Concernant l’intégration de cette nouvelle entité, Etienne Bonhomme précise : « Les entreprises pourront continuer à garder des interactions avec ces solutions, en revanche dans la philosophie que l’on pousse et avec l’émergence de l’IA nous conseillons à nos clients de consolider et de rationaliser pour générer des économies. »
Une approche intégrative unique
La méthode de Palo Alto Networks se distingue par sa vision à long terme. « Nous avons une stratégie assez particulière en rachetant des entreprises avec des équipes produits avec un plan pour les intégrer sur notre plateforme », explique le responsable français.
XSIAM : détecter les intrusions en quelques minutes
La technologie phare de l’entreprise, baptisée XSIAM, promet une détection et une remédiation en temps réel des activités malveillantes. Son objectif : identifier les intrusions dans le système d’information « dans l’ordre de la minute ».

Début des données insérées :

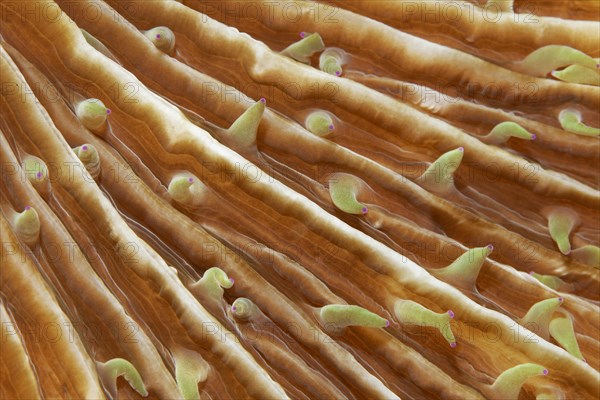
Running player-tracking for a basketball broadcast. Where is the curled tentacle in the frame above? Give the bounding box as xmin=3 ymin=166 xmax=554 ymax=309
xmin=75 ymin=98 xmax=110 ymax=131
xmin=429 ymin=244 xmax=494 ymax=289
xmin=96 ymin=358 xmax=148 ymax=398
xmin=304 ymin=111 xmax=335 ymax=137
xmin=281 ymin=32 xmax=325 ymax=64
xmin=227 ymin=98 xmax=267 ymax=148
xmin=394 ymin=300 xmax=456 ymax=347
xmin=417 ymin=147 xmax=464 ymax=193
xmin=319 ymin=47 xmax=348 ymax=76
xmin=549 ymin=315 xmax=585 ymax=361
xmin=144 ymin=26 xmax=175 ymax=54
xmin=73 ymin=143 xmax=100 ymax=179
xmin=517 ymin=45 xmax=598 ymax=77
xmin=168 ymin=172 xmax=207 ymax=207
xmin=190 ymin=267 xmax=234 ymax=299
xmin=329 ymin=172 xmax=369 ymax=214
xmin=172 ymin=347 xmax=210 ymax=400
xmin=319 ymin=304 xmax=390 ymax=331
xmin=21 ymin=155 xmax=48 ymax=191
xmin=12 ymin=206 xmax=41 ymax=246
xmin=481 ymin=121 xmax=536 ymax=144
xmin=231 ymin=297 xmax=260 ymax=320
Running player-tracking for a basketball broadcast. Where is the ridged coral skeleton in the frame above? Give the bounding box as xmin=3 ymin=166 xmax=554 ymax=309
xmin=0 ymin=0 xmax=600 ymax=399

Cette performance exige l’ingestion d’un volume massif de données provenant de multiples sources : terminaux, cloud, réseau. La corrélation automatisée de ces informations devient cruciale.
« Nous sommes très forts sur la détection en entrée qui doit être temps réel », affirme Etienne Bonhomme, avant d’ajouter : « Il faut trier ces données, faire de la corrélation et de l’automatisation avec des agents qui vont épauler les analystes. »
Des partenaires pour renforcer l’expertise
Pour déployer efficacement XSIAM, Palo Alto Networks s’appuie sur un écosystème de partenaires français. Bouygues Telecom, Nomios et Orange Business ajoutent une couche de services et d’expertise opérationnelle indispensable.
Rationaliser pour mieux protéger
Un constat émerge des analyses : les entreprises utilisent en moyenne 83 solutions de sécurité différentes, fournies par 29 éditeurs distincts. Cette fragmentation nuit à l’efficacité et génère des coûts excessifs.
L’approche consolidée défendue par Palo Alto Networks vise à simplifier cette architecture tout en améliorant la réactivité face aux menaces. Dans un contexte où chaque minute compte, la rationalisation devient un impératif stratégique autant qu’économique.